Improving Detection and Therapy


Through strong joint efforts with local experts in preclinical modelling in liver disease and cancer, our team at the Scotland Centre is driven by clinician scientists that are actively involved in patient diagnosis, surgery and oncology. We are taking an integrated approach to identify these diseases earlier and provide better treatment options. The Centre greatly enhances existing research activities around local tissue resources, membership in international clinical networks, and strong data linkage within Scotland.

Although chronic liver disease can lead to tumour development, the rates for clinical monitoring are low. We are developing an interventional study, implemented via the Scottish Hepato-Pancreato-Biliary Network, which will enrol patients with liver cirrhosis to test MRI as a cost-effective method for surveillance and early detection of liver and bile duct cancer. In partnership with the scientists from our data theme, Scottish health records will identify patients most at risk of HBC. We will also gather liquid biopsies to improve our understanding of pre-cancerous tissue and to develop a bank of patient-derived disease representative cells (organoids), together with our CRUK colleagues from the early detection DeLIVER programme and HUNTER:HCC Expediter Network.

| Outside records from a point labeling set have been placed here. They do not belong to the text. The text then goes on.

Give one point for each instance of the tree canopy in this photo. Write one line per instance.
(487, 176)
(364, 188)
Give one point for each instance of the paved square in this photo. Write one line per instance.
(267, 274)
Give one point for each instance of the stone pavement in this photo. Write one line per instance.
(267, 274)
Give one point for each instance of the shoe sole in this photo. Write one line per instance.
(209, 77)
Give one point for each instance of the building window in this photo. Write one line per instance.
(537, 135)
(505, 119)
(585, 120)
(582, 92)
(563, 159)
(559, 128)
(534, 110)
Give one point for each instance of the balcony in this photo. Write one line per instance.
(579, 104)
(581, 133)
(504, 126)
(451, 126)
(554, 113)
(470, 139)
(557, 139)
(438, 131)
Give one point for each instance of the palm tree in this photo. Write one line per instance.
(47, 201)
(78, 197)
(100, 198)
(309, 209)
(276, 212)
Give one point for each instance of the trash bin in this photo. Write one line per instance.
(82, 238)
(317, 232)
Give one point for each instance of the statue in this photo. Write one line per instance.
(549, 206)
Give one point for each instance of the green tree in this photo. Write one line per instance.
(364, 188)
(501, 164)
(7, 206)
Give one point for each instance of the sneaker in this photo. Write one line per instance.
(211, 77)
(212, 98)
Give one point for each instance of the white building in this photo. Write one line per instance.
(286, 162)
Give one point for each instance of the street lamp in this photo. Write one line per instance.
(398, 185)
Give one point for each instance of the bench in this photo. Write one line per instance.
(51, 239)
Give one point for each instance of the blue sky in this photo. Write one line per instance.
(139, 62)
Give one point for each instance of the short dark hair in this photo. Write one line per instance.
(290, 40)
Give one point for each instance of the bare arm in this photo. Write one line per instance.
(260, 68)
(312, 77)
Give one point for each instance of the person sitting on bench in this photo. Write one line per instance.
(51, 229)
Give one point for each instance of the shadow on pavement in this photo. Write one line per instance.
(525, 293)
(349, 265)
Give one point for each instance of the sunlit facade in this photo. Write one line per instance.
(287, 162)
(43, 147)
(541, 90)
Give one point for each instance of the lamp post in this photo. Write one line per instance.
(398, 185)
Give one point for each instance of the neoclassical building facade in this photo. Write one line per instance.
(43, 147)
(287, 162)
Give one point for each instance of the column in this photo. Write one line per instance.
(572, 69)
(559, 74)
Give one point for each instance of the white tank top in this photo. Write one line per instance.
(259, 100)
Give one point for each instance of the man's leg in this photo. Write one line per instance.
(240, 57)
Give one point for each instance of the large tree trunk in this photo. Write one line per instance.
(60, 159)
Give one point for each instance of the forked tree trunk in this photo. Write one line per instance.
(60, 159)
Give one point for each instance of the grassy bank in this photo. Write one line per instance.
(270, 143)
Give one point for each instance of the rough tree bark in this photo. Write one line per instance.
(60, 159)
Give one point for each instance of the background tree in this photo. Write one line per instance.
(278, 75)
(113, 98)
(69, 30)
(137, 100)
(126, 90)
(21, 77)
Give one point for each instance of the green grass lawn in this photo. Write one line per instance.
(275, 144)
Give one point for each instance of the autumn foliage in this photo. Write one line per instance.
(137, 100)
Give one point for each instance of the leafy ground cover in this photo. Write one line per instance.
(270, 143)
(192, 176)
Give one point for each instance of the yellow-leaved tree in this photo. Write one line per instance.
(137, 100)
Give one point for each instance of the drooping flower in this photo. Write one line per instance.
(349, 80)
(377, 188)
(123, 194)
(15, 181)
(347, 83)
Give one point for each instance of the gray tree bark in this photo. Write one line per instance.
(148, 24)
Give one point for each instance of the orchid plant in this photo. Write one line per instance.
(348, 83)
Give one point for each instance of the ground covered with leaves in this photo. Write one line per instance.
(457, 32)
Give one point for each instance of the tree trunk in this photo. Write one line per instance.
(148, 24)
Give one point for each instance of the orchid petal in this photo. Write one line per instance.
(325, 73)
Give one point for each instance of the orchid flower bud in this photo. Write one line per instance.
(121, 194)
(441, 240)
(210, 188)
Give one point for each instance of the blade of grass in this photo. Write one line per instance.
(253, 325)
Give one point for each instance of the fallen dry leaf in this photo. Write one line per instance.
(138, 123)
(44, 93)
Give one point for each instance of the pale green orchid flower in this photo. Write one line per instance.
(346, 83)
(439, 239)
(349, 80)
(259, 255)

Understanding human disease better is the first step in developing a screening pipeline for novel therapies. Our aspiration is to build on in-depth knowledge from patient samples to generate clinically relevant models and refine these models through cross-species omics analyses. Ultimately, we aim to establish clinical trials based on pre-clinical discoveries in basic biology while partnering with Cancer Research Horizons and industry to develop targetable mechanism into promising drug therapy. For liver cancer, the Accelerator HUNTER network has boosted in vivo modelling through the identification of actionable mutations and generating over 30 unique and disease relevant mouse models. As a Centre team, we will prioritise the most human-relevant and challenging to treat liver cancer subtypes to identify therapeutic vulnerabilities. In cholangiocarcinoma, the mutational burden is relatively small, and our work will focus on modelling additional factors, such as inflammation, epigenetics and tumour microenvironment, that contribute to tumour formation.